Les insectes, chaînons manquants de la chaîne alimentaire
Dans le cadre de “Value Bugs”, les porteurs de projet ont quant à eux focalisé leur approche sur la gestion domestique des résidus alimentaires dans le but de montrer que ce genre de dispositif peut être utilisé à la maison en milieu urbain, au même type qu’un compost classique ou qu’un vermicomposteur.

“Tout était à inventer : les outils, la méthodologie, assurer l’approvisionnement en larves, découvrir à quelle fréquence et avec quelles quantités d’aliments les nourrir, les aspects sanitaires, etc. Le tout en respectant une dizaine de critères comme la facilité d’usage, l’absence de mauvaise odeur ou encore la gestion quand on part en vacances”, énumère le biologiste. “Tout a été co-élaboré et testé par les participants”, insiste-t-il, en se réjouissant de l’enthousiasme manifesté par ces derniers qui ont totalement intégré la philosophie de la démarche – qui ne repose pas sur un bénéfice pécuniaire majeur – en surmontant notamment l’écueil que constitue encore souvent pour l’homme le compagnonnage des insectes.
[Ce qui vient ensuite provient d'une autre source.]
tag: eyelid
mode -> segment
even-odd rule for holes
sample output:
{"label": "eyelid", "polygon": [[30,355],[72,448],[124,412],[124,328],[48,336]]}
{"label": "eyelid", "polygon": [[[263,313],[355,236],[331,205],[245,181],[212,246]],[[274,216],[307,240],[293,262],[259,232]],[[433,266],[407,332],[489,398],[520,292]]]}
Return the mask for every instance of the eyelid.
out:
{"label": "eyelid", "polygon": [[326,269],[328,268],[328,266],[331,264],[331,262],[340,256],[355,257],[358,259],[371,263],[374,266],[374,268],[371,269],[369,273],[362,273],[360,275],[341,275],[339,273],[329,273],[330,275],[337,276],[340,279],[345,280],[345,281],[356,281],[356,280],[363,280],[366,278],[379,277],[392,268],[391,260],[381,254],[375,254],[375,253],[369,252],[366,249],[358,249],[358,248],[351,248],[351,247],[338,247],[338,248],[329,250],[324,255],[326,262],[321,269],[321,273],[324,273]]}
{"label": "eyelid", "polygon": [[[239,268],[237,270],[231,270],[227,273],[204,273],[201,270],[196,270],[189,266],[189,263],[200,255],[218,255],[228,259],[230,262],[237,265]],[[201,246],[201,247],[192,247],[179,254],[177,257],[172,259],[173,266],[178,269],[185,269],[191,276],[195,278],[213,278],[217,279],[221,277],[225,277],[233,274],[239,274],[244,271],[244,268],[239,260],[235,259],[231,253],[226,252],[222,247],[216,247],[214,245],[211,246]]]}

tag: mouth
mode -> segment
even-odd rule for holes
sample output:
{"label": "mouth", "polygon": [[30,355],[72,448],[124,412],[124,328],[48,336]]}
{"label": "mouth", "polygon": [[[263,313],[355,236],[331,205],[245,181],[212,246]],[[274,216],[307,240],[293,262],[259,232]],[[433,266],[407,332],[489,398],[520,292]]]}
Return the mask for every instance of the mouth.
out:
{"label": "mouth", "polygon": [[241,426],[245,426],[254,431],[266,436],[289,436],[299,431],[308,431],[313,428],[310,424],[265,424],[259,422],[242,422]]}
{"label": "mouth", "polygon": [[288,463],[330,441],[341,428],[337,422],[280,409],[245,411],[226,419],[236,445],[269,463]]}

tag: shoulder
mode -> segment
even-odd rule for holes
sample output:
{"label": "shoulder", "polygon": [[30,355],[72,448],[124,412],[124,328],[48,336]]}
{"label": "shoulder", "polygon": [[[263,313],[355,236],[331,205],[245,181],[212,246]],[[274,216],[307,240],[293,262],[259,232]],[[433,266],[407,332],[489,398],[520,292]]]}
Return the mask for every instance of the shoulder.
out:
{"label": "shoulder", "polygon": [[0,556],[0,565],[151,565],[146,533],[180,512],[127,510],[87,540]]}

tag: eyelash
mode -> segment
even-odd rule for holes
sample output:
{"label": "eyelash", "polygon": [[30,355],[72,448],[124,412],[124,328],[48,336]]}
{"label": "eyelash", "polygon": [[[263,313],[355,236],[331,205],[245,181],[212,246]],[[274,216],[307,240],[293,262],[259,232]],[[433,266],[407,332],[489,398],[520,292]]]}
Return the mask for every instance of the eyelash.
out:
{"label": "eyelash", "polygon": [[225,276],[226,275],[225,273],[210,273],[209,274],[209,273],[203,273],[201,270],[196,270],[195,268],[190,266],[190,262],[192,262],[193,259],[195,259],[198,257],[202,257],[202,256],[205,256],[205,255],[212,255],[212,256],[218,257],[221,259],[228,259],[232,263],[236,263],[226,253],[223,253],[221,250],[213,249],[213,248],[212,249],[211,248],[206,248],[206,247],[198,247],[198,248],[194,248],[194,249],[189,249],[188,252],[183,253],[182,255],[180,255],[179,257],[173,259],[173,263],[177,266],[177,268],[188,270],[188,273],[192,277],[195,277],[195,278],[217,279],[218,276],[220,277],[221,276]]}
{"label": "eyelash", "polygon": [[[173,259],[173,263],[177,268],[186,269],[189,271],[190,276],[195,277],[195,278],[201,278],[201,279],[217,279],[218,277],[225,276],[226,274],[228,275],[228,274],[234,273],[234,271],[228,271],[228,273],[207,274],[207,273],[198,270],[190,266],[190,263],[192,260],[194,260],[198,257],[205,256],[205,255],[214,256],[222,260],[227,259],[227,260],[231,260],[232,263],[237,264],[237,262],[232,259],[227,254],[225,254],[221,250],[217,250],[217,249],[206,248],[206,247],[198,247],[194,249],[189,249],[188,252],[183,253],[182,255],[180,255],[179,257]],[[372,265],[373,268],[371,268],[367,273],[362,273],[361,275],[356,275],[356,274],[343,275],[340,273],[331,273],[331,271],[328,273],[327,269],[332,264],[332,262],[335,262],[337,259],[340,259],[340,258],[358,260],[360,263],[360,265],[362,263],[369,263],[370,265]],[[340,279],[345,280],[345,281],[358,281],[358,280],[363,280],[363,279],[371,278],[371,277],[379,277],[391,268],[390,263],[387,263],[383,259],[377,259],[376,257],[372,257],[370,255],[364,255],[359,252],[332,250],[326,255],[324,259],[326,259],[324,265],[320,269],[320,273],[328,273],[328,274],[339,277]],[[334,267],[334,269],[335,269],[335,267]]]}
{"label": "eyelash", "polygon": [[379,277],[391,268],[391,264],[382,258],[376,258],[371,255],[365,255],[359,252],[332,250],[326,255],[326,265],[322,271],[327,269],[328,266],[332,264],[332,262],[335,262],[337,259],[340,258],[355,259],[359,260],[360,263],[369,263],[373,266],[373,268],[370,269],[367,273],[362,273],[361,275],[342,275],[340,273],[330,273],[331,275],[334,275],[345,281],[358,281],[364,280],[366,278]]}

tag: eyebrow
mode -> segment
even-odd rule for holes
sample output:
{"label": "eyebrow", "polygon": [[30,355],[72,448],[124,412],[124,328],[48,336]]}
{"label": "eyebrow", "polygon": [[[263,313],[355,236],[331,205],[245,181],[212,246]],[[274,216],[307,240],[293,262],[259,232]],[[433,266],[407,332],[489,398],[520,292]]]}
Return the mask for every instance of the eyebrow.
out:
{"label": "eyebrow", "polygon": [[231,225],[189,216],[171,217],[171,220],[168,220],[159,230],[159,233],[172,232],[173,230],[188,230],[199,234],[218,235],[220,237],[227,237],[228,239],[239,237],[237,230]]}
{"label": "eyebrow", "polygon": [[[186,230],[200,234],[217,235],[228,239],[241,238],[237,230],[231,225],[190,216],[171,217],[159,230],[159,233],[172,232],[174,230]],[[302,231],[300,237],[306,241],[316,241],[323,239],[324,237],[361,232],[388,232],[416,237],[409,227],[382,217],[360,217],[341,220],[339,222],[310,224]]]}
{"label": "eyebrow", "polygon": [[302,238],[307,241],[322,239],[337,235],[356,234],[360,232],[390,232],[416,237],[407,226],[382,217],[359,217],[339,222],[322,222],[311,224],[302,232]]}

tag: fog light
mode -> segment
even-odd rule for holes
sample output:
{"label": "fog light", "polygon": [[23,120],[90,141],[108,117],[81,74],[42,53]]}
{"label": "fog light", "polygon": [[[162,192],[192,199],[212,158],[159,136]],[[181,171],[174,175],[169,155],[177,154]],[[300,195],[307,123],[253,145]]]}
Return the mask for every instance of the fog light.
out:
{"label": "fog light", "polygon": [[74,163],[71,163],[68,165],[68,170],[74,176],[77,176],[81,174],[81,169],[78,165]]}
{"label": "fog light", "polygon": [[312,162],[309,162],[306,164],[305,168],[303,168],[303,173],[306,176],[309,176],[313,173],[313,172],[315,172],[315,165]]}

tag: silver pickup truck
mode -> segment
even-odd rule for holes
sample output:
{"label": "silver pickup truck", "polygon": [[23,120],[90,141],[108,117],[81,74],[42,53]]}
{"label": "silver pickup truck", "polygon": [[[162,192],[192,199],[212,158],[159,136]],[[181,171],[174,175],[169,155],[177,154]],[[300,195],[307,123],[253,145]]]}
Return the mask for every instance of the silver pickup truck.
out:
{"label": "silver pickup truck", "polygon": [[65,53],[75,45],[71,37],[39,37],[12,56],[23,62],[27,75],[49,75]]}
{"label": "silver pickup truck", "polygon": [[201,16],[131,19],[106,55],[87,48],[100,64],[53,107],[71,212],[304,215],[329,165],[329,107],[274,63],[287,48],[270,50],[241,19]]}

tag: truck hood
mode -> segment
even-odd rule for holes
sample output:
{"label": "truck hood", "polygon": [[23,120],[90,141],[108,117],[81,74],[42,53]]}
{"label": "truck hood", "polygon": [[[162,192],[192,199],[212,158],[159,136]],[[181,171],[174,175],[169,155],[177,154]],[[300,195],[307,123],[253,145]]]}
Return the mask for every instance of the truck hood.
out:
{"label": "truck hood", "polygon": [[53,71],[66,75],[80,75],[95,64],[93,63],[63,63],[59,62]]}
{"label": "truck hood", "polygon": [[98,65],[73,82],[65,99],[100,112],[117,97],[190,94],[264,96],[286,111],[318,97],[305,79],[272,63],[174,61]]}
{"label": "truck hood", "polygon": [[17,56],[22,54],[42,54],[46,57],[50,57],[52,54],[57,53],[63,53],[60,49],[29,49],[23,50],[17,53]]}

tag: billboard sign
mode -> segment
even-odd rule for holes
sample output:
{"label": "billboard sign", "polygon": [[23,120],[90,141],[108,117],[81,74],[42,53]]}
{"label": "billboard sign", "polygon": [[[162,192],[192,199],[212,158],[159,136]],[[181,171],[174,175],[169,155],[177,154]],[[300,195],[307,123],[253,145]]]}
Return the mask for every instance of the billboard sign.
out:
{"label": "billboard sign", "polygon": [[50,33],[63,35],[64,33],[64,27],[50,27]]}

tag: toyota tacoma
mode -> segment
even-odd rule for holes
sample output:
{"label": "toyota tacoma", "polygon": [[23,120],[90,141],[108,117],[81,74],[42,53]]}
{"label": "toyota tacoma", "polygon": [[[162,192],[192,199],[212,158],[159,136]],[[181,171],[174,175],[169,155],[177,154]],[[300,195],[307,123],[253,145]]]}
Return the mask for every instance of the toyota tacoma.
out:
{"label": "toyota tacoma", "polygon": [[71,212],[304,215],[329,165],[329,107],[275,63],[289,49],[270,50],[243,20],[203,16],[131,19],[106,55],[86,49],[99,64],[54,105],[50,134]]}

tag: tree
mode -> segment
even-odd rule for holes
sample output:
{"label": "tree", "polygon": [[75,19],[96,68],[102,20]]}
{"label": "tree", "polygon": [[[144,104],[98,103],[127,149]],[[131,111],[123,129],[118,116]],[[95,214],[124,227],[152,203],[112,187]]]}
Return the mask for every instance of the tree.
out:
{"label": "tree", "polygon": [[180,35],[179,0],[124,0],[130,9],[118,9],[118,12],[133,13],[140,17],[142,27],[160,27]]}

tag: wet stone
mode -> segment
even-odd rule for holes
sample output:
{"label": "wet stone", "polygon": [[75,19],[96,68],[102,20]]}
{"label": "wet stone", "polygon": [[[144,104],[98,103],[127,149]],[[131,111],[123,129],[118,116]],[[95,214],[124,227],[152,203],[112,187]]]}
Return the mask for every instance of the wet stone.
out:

Les larves ne sont ainsi plus vues comme des visiteurs indésirables – voire repoussants –, mais comme des partenaires permettant de répondre à plusieurs problématiques.
“Quand on a expliqué que l’on imaginait mettre des asticots dans la cuisine ou le salon des gens, tout le monde nous prenait pour des dingues. Mais quand on lit les témoignages de tous les co-chercheurs, ce qui en ressort est vraiment enthousiasmant”, sourit Etienne Toffin. Ils démontrent par ailleurs que cette méthode a toute sa place dans le cadre du développement de l’agriculture urbaine.
Au bout de trois années, l’expérience a permis de surmonter les principaux obstacles et de mettre au point une méthode opérationnelle. “On sait que cela fonctionne et ce qu’il faut faire ou ne pas faire, avec des ordres de grandeur de ce que cela peut produire. On a aussi un modèle d’organisation de la logistique”, avance M. Toffin. L’ensemble de ce travail a permis de rédiger une série de recommandations qui vont être adressées à l’administration bruxelloise de l’Environnement afin d’inciter celle-ci à intégrer les atouts de la mouche soldat noire dans sa stratégie de gestion des ressources et des déchets dans la région-capitale.
Un dispositif simple
Pour exploiter les capacités des larves de la mouche-soldat, les promoteurs de Value Bugs ont développé un système baptisé BIB (Bucket In a Bucket – “un seau dans un seau”). Un dispositif simple à destination des ménages qui repose sur deux seaux en plastique imbriqués l’un dans l’autre. Le premier, plus étroit, accueille les épluchures domestiques et les jeunes larves chargées de les “digérer”. Le second, plus large, et dont le fond est tapissé de sable, permettra de récolter les larves arrivées à maturité pour nourrir des animaux.

Les œufs éclosent au bout de quatre jours et commencent directement à se nourrir. Une fois que les larves ont atteint leur taille et leur poids maximums, elles escaladent les parois du seau intérieur pour se retrouver sur le matelas de sable du seau extérieur où elles se métamorphosent en pupes (en nymphes) – l’ultime stade avant de devenir des mouches. Cette phase de croissance et maturation des larves dure environ huit semaines durant lesquelles ces insectes vont réduire de 90 % le volume des résidus organiques destinés à les alimenter, ne laissant derrière eux qu’un compost d’excellente qualité. (G.T.)